Exactly this, it looks great on the surface until you dig in to find it using BlinkMacSystemFont and absolute positioning because it can't handle a proper grid layout.
You argue with it and it adds !important everywhere because the concept of cascading style is too much for its context window.
Someone once quipped that AI is like a college kid who studied a few programming courses, has access to all of stack overflow, lives in a world where hours go by in the blink of an eye, and has an IQ of 80 and is utterly incapable of learning.
Oh, also when it broke down and I tried to restart (the data model rewrite) using a context summary, it started going backwards and migrating back to the old data model beacuse it couldn't tell which one was which .. sigh.
What languages do you use?
What kind of projects?
Do you maintain these projects or is this for greenfield development?
Could you fix any bugs without Claude?
Are these projects tested, who writes the tests. If it's Claude how do you know these tests actually test something sensible?
Is anybody using these projects and what do users think of using these projects?
- HTML, JavaScript, Python, PHP, Rust
What kind of projects?
- Web apps (consumer and enterprise), games
Do you maintain these projects or is this for greenfield development?
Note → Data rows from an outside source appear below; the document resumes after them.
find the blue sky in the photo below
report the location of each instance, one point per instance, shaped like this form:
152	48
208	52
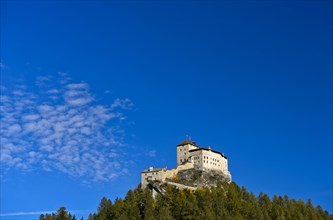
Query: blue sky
92	92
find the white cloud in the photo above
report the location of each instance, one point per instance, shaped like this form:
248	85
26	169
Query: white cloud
72	134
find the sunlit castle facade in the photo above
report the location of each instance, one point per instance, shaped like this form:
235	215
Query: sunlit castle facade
202	158
189	156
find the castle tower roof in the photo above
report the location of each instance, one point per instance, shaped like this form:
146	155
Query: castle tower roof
185	142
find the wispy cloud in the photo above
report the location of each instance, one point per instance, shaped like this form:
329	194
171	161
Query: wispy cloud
61	128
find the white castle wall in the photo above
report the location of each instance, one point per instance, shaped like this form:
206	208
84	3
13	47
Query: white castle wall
189	156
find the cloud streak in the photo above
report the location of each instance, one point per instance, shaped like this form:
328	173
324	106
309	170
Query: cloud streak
62	128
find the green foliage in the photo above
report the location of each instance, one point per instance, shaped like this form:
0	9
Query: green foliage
61	214
224	202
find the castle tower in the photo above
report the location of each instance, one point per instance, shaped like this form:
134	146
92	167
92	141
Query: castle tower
183	150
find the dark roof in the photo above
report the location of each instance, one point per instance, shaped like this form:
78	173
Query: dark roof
185	142
207	149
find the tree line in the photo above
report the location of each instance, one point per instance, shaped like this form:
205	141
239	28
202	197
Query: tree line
225	202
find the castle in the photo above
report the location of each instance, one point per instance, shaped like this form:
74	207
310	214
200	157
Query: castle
189	156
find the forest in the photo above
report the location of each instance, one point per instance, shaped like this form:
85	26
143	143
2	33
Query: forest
225	202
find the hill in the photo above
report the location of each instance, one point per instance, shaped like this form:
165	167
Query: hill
225	201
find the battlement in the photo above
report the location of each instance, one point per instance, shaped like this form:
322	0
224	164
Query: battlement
189	156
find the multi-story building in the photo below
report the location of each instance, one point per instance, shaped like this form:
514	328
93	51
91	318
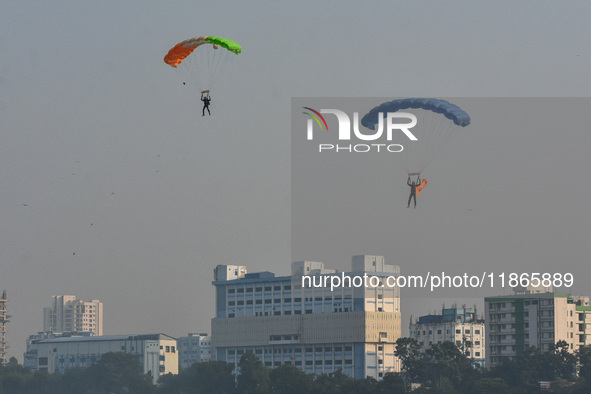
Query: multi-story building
352	328
31	355
458	325
194	348
534	317
70	314
156	352
3	320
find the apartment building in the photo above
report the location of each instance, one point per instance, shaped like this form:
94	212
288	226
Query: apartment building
318	329
458	325
534	317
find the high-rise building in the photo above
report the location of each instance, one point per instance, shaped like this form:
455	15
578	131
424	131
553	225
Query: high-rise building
70	314
535	317
3	320
194	348
352	328
458	325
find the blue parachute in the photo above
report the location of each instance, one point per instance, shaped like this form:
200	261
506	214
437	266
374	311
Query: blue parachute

- Both, I have my own projects and client projects
Could you fix any bugs without Claude?
- Yes, I have decades of software development experience
Are these projects tested, who writes the tests. If it's Claude how do you know these tests actually test something sensible?
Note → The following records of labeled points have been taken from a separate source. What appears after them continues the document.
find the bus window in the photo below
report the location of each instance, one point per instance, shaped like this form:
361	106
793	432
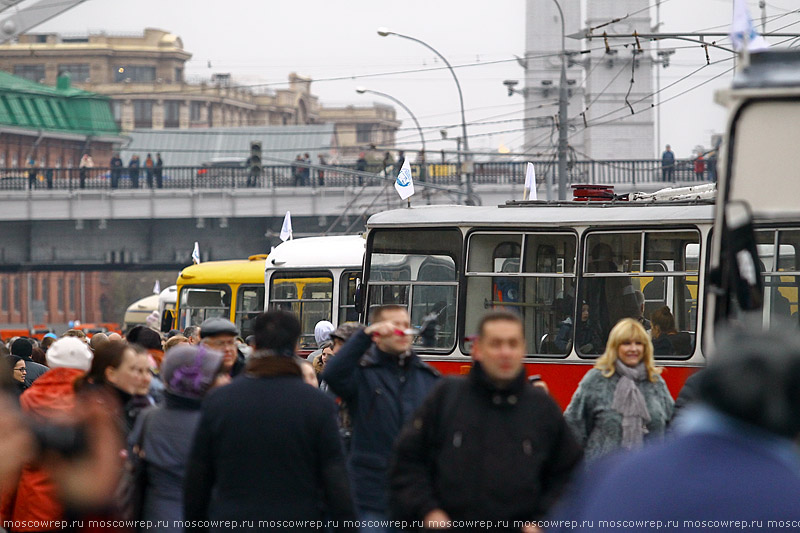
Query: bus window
309	295
200	303
347	296
249	303
781	273
534	278
613	276
422	277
- For serious projects yes, I will define the test cases and have Claude build them out along with any additional cases it identifies. I use planning mode heavily before any code gets written.
Is anybody using these projects and what do users think of using these projects?
- Yes, these are real projects in production with real users :) They love them
If you want to keep features in separate Git worktrees, https://conductor.build/ is pretty nice.
> Since our landing page is isolated from core product code, the risk was minimal.
The real question to ask is why your landing page so complex, it is a very standard landing page with sign-ups, pretty graphics, and links to the main bits of the website and not anything connected to a demo instance of your product or anything truly interactable.
Also, you claim this avoided you having to hire another engineer but you then reference human feedback catching the LLM garbage being generated in the repo. Sounds like the appropriate credit is shared between yourself, the LLM, and especially the developer who shepherded this behind the scenes.
That said, I was working on implementing a redesign for my startup's website as the project for the experiment - there's no way around that as context.
> The real question to ask is why your landing page so complex
I disagree on this; I don't think that was an issue. Our landing page would have been very easy for a developer on our team to build, that was never a question.
That said, we're a small startup team with myself, my cofounder / CTO, one engineer, and a design contractor. The two technical folks (my cofounder / CTO and the engineer) are focused on building our core product for the most part. I absolutely agree credit is due to them both for their work!
For this project, they helped me review a couple of my bigger PRs and also helped me navigate our CI/CD, testing, and build processes. I believe I mentioned their help in my blog post explicitly, but if it wasn't clear enough definitely let me know.
My goal in attempting this project was in no way to belittle the effort of actual developers or engineers on our team, whom I highly respect and admire. Instead, it was to share an experiment and my learnings as I tried to tackle our website redesign which otherwise would not have been prioritized.
also loved how in cto mode it went right away to "approve with minor comments" in the code review. this is too perfect in character.